I write these columns, or whatever they are, in a space I suppose you would call my office. A 12-by-12 room of stuff in my house. Right now, I can look around and see hockey cards, baseball cards, a persimmon head driver, a guitar with a broken string, an Ohio license plate, Dr. Evil action figure, a Starburst wrapper and the 1967 Boston Red Sox Impossible Dream record album, among other things.

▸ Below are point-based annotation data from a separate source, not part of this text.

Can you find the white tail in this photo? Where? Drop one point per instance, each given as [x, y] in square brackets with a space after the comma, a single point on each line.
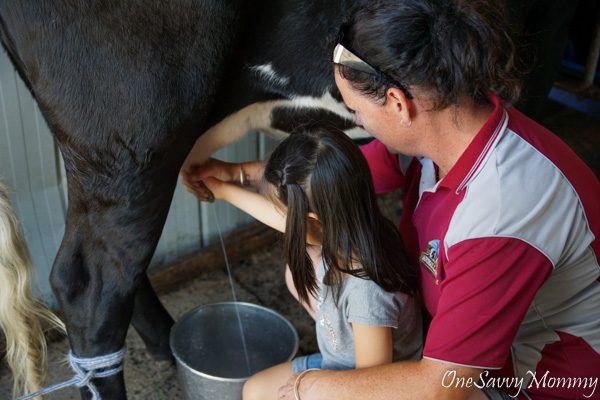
[22, 316]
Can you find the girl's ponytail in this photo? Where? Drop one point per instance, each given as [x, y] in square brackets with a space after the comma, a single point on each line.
[295, 250]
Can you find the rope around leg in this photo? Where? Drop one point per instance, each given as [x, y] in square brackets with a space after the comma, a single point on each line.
[86, 369]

Organization-wise, it is a natural disaster that always causes extreme amounts of discomfort for my dad and Ray Ferraro, who both despise such living conditions. I strive and crave to be organized and orderly, but it just doesn't happen.
Among my Sanford-and-Son, Pergo-floored existence is a 4-by-6 index-type card with a Jesse Owens autograph on it. As a kid, my Dad often shuffled me to active autograph areas. I don't recall ever requesting these trips, but I just went along because I did everything with my Dad and he probably got a kick out of it. Outside stadiums and inside hotel lobbies, I ran down every autograph from Pete Rose, to Lyle Alzado, to Ron Stackhouse. My sister went with us one time to a Pittsburgh Pirates/Cincinnati Reds baseball game, and from the stadium to the Reds hotel. She got Ray Knight's autograph three times. To Christine, baseball players all looked alike. I mean really looked alike.
Perhaps one reason why autograph seeking lost its luster was the utter lack of care and redeeming quality of the autograph. I mean, some of these things are not even legible. In many ways, it's the sign of the times.
As a child, I was mesmerized by John Hancock's signature on the Declaration of Independence -- the flow and the lines and the intricate patterns. After looking at John Hancock's John Hancock, Dallas Smith's penmanship doesn't quite inspire one to run down Bobby Schmautz.
The last few years, as I've narrowed my autograph desires down to a precious few, my demand for a better autograph has increased greatly. The last couple of years, I have bid on autographed items at charity events I have an emotional attachment to. I shouldn't be spending that kind of money, but I feel like I don't give enough to charities and when they have me, I make up for it in one day. Emotional purchasing is my specialty.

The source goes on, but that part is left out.